Assume Form is something of a concept album about efforts to be emotionally forthcoming prompted by a relationship; “heart, tell them what you’ve been dreaming about”, Blake commands himself on ‘Tell Them’. More focused than 2016’s bloated The Colour in Anything, it’s brittle but romantic, not straightforwardly uplifting but still hopeful. Blake cuts an interesting figure, very self-critical but energised by love; “you are my fear of death”, he puts it, on ‘Can’t Believe The Way We Flow’. It’s a mood that fits his musical template well, his songs unwinding with soft piano and beats that brush past the ear.

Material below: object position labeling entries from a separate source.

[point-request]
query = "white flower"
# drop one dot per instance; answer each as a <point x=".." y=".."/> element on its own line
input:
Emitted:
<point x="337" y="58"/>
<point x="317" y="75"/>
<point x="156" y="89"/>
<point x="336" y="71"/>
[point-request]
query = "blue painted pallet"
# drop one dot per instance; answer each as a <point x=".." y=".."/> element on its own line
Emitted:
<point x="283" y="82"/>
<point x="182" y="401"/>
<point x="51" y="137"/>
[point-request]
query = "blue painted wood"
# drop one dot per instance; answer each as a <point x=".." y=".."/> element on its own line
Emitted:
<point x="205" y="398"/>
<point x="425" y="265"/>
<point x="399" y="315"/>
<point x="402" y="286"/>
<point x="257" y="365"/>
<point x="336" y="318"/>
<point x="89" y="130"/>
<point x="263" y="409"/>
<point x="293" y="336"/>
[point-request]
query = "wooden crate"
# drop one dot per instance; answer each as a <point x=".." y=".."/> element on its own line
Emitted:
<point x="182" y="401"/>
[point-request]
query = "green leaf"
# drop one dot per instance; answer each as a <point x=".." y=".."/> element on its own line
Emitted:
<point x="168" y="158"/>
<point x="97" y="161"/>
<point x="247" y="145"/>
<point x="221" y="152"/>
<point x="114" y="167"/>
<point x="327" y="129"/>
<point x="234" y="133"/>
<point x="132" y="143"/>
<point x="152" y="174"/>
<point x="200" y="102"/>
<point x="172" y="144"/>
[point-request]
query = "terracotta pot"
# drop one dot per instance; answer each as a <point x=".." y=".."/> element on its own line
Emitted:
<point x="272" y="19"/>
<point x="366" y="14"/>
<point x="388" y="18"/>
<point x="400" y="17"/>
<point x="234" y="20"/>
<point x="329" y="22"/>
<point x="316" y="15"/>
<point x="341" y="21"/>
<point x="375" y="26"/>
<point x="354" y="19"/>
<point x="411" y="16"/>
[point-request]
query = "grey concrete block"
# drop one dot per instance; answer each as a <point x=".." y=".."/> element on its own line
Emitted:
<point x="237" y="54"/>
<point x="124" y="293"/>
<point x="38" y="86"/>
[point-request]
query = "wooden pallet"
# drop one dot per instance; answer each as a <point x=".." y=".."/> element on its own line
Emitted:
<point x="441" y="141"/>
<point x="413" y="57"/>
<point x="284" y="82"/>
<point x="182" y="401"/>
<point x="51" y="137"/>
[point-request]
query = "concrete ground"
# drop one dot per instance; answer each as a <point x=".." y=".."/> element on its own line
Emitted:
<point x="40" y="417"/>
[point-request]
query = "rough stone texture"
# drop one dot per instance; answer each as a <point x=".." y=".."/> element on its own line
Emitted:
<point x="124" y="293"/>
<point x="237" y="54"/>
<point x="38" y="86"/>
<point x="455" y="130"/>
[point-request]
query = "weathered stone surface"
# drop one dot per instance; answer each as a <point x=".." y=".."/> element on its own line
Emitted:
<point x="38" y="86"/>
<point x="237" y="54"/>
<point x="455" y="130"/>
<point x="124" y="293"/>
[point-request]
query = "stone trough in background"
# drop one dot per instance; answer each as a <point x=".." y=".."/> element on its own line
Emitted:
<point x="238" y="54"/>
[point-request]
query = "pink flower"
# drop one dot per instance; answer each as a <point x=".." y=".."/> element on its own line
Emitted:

One of Blake’s strengths is his ability to incorporate very mainstream stylings into his material without sacrificing its distinctiveness. He does so more nakedly here than on any of his previous records, several tracks spilling into hip-hop and working far better than they should; ‘Mile High’ is enjoyably sleek, Travis Scott’s flow complementing Blake’s nicely, and the André 3000-featuring ‘Where’s the Catch?’ sells uncertainty and moroseness while its tempo boomerangs back and forth. Rosalía guests on here too, if any more proof was needed that Blake’s instincts for staying ahead of the curve are sharp.
Despite Assume Form’s theme, though, it’s ultimately more technically interesting than it is moving, a shortcoming Blake’s long been affected by. There is plenty of good material here; ‘Assume Form’ has some lovely feathery piano flourishes, the interplay between the beats and the vocal lines forming the backing melody on ‘I’ll Come Too’ is effective, ‘Power On’ is an interesting, restrained crescendo of resolve, and advance single ‘Don’t Miss It’ is the best and most affecting of the lot, thanks to its regretful lyrics and wonderfully sad instrumental. It is easily Blake’s most immediately gratifying record, but despite all of that it never quite lands on the nerve it’s looking to strike, slight in a way that aims for ethereal and only reaches ephemeral.
James Blake is a slippery musician; his strain of minimalist electronics, R&B-inflected songwriting and crooning voice is fantastic on paper, but his music is easier to admire respectfully than to love. Assume Form is plainly a product of skill and character, but it’s not a dramatic step forward in Blake’s artistry, and is unlikely to win over the unconvinced. Fans of Blake’s material, however – and there are many – will find here a sweet, open-hearted album, containing some of his best work.